Patients also experienced improved sleep patterns with a reduction in stage I sleep and a rise in stage II sleep. Of the nine patients with the most marked fall in apnea frequency, daytime hypersomnolence decreased. In patients who didn’t lose weight, there were no significant changes in sleep patterns. The results from this study showed that moderate weight loss alone could alleviate sleep apnea, improve sleep architecture, and decrease daytime hypersomnolence.6
Combination therapy can involve CPAP, OAT, a change in sleep position, DISE as a guide to determining treatment, or even weight loss. It can also be any other upper airway surgical procedure in combination with OAT. The key is to identify the level at which treatment is failing. Once we visualize where the failure is, with or without OAT, a better-targeted approach can be created to improve treatment outcomes.
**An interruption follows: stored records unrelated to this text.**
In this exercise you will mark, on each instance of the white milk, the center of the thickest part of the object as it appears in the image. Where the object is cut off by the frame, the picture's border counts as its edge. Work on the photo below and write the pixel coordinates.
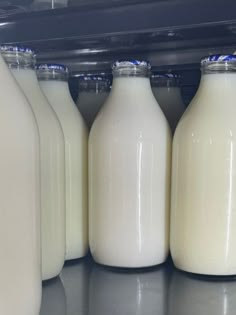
(129, 165)
(76, 148)
(170, 101)
(203, 220)
(20, 272)
(137, 293)
(53, 298)
(75, 277)
(52, 175)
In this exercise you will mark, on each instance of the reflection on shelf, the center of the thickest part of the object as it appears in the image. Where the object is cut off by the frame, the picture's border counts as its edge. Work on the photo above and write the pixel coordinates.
(53, 298)
(201, 295)
(49, 4)
(118, 292)
(85, 288)
(75, 278)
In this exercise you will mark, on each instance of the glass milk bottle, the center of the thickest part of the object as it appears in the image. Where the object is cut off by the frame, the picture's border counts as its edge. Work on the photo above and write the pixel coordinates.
(53, 80)
(129, 166)
(93, 91)
(20, 272)
(203, 220)
(168, 95)
(52, 161)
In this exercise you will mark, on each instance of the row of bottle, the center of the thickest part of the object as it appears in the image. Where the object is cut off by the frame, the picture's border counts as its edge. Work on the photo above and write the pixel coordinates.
(89, 289)
(94, 90)
(43, 178)
(130, 174)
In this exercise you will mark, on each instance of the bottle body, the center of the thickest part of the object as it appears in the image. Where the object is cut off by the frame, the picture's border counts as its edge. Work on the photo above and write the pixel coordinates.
(203, 179)
(76, 147)
(129, 155)
(52, 171)
(20, 202)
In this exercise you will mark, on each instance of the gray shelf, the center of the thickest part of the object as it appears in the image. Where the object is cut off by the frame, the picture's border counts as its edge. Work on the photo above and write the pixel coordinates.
(85, 288)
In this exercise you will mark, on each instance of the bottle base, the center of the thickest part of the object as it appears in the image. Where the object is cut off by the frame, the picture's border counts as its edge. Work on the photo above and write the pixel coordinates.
(207, 272)
(128, 265)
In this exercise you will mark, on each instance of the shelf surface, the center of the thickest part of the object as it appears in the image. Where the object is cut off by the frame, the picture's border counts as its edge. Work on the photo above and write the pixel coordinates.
(90, 35)
(85, 288)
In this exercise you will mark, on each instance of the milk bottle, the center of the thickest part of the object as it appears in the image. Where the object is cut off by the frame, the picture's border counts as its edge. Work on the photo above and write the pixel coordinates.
(93, 91)
(129, 166)
(53, 81)
(75, 278)
(52, 161)
(53, 298)
(203, 221)
(168, 95)
(20, 272)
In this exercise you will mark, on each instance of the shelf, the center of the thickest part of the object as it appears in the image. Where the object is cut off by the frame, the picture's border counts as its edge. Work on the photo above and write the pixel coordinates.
(90, 37)
(85, 288)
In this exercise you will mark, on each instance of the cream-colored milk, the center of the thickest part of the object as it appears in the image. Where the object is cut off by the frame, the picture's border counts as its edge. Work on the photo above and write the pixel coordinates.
(52, 175)
(75, 278)
(129, 165)
(203, 217)
(76, 148)
(20, 272)
(170, 101)
(89, 104)
(54, 298)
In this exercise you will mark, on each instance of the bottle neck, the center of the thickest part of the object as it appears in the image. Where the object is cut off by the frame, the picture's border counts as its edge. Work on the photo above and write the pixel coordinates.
(94, 86)
(56, 88)
(218, 83)
(18, 60)
(52, 75)
(125, 86)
The newer procedures listed above are not the gold standard of care for sleep apnea, but they are upcoming treatments that may be promising. Remaining open and committed to finding the right treatment for patients, including combination therapy, has provided common ground to work with physicians and co-referrals. Communicating with physicians is the key to a successful dental sleep medicine practice, and combination therapy allows dentists to keep that line of communication open.
1. El-Solh, Ali A., et al. “Combined oral appliance and positive airway pressure therapy for obstructive sleep apnea: a pilot study.” Sleep and Breathing 15.2 (2011): 203-208.
2. Ravesloot, Madeline JL, and Nico de Vries. “One hundred consecutive patients undergoing drug-induced sleep endoscopy: Results and evaluation.” The Laryngoscope 121.12 (2011): 2710-2716.
3. Eichler, Corlette, et al. “Does drug-induced sleep endoscopy change the treatment concept of patients with snoring and obstructive sleep apnea?.” Sleep and Breathing (2013): 1-6.
4. Vanderveken, Olivier M., et al. “Evaluation of drug-induced sleep endoscopy as a patient selection tool for implanted upper airway stimulation for obstructive sleep apnea.” Journal of clinical sleep medicine: JCSM: official publication of the American Academy of Sleep Medicine 9.5 (2013): 433.
5. Cartwright, Rosalind Dymond. “Effect of sleep position on sleep apnea severity.” Sleep 7.2 (1984): 110-114.
6. Smith, Philip L., et al. “Weight loss in mildly to moderately obese patients with obstructive sleep apnea.” Ann Intern Med 103.6 Pt 1 (1985): 850-5.